A few things to read out of these screenshots in conjunction with the tool's output:

  • Both nodes saturated, symmetric. Tensor-parallel sharding across the two-node cluster is balanced. If one node sat at 60% and the other at 100%, the slow node would be gating throughput and the aggregate tok/s number would have headroom that the benchmark could not reach.
  • Memory pressure, not compute headroom, is the cap. With 64 concurrent requests the KV-cache footprint dominates HBM. The reason adding more concurrency stops paying off is not idle SMs — it is KV-cache eviction and shrinking effective batch sizes.
  • Power and thermal headroom is the next question. A sustained 100%-SM run on Blackwell will lean on the power envelope. For longer benchmark windows, watch the power and clock columns in nvtop for thermal throttling — a drop in clock that correlates with a drop in per-trial tok/s is the unmistakable signature.

Combined with the 2% p50→p99 latency spread, this is what a cleanly saturated serving stack looks like: the GPU is the limit, the batch scheduler is healthy, and the client-side number is a real measurement of the hardware's ceiling at this concurrency.


When to reach for it

token-sec-calc is the right tool when you need to:

  • Compare two backends (vLLM build A vs build B, vLLM vs SGLang) under controlled inputs.
  • Decide on a serving concurrency setting for a given model and SLO.
  • Find the QPS at which TTFT or end-to-end latency falls off a cliff.
  • Produce defensible numbers in a capacity-planning document.

It is the wrong tool when you need full-stack production load testing with distributed drivers, complex traffic shapes, retry logic, or correlated GPU-side telemetry.
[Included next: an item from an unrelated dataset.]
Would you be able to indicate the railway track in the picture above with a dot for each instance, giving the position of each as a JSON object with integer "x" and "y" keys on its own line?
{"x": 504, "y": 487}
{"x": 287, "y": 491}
For those, this CLI is a useful primitive but not the whole answer.


Try it

git clone https://github.com/TechPreacher/token-sec-calc.git
cd token-sec-calc
uv sync --extra tiktoken
cp .env.example .env
# set ENDPOINT, API_KEY, MODEL
uv run benchmark --concurrent 4 --trials 5 --max_tokens 256 --stream true

If the numbers do not match what your serving dashboard says, that is exactly the point — now you have a clean second opinion.